視界が真っ白に弾けました。わたしはシーツを強く握りしめ、喉の奥から獣のような声を漏らしました。腰が勝手に跳ね、太ももの筋肉が強張ります。頭の中が空っぽになり、ただ快感の波だけに翻弄される数秒間。
――はぁ、はぁ、っ……
振動を止めた後も、身体の震えが止まりませんでした。汗ばんだ肌が、夜気に触れてひやりとします。
わたしは力なくベッドに横たわり、荒い息を繰り返しました。今のが絶頂だったのでしょうか? これまで自分を慰めたときとは、快感の度合いが全く違っていました。
――よくできました、良い子だ、まゆちゃん……
耳元で、ノアさんが優しく囁きました。その声は、頭を撫でてくれるような慈愛に満ちていました。
――鏡を見てごらん。今のまゆちゃんは、学校にいる時とは別の顔をしていると思うよ……
わたしはぼんやりとした頭で、鏡を見ました。
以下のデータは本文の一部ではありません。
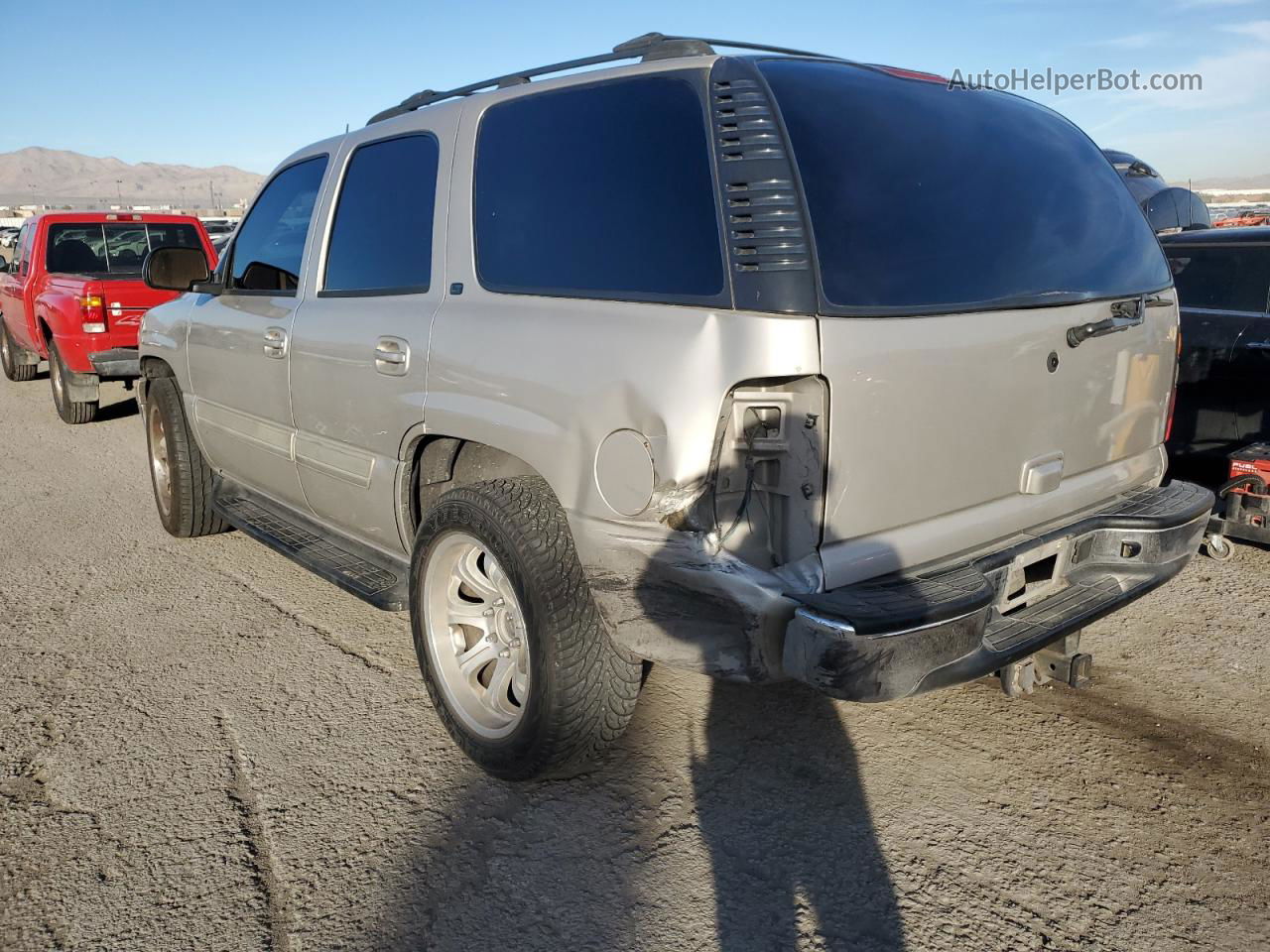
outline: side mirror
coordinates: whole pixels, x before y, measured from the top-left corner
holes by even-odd
[[[190,291],[211,277],[201,248],[156,248],[141,265],[141,279],[159,291]]]

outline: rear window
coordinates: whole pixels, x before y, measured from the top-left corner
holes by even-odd
[[[842,63],[761,63],[789,128],[831,311],[1125,297],[1168,267],[1115,169],[1019,96]]]
[[[1170,245],[1167,253],[1182,307],[1266,310],[1270,248]]]
[[[193,225],[183,223],[51,225],[44,267],[52,274],[141,274],[150,251],[170,246],[202,249],[203,242]]]

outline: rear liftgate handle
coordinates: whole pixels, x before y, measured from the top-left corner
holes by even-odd
[[[1168,307],[1172,303],[1167,297],[1160,294],[1144,294],[1128,301],[1115,301],[1111,305],[1111,316],[1095,324],[1077,324],[1067,329],[1067,345],[1080,347],[1090,338],[1102,338],[1107,334],[1116,334],[1129,327],[1142,324],[1143,315],[1148,307]]]

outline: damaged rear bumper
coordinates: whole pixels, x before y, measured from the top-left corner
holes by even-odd
[[[846,701],[991,674],[1180,572],[1212,508],[1208,490],[1172,482],[958,565],[791,595],[784,671]]]

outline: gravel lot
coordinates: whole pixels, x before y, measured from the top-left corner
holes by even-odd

そこには、髪を振り乱し、頬を火照らせ、瞳をとろんと潤ませた、だらしない顔の女が映っていました。
でも、確かにそれは、土気色で死んだような顔をしていた頃の自分よりも、ずっと生々しく、鮮やかな色彩を放っていたのです。
Noah:それが、まゆちゃんの本当の美しさだ……おやすみ、ゆっくり余韻に浸るといい……
通話が切れた後もその場から動けませんでした。体の中に、新しい回路が開通してしまった感覚。もう、戻れない。普通の女子高生だった雪野まゆは今夜死んで、ノアさんのために淫らに啼く、雌のペットに生まれ変わってしまったように感じました。
画面には、彼からの最後のメッセージが残っています。
Noah:来月は、もっと深いところまで教えてあげる。楽しみにしていてね。
その言葉と先ほどのプレイを脳内でリフレインしながら、わたしは熱を持ったスマートフォンを胸に抱きしめながら、自然と眠りに落ちるまで、いつまでも余韻に浸っていました。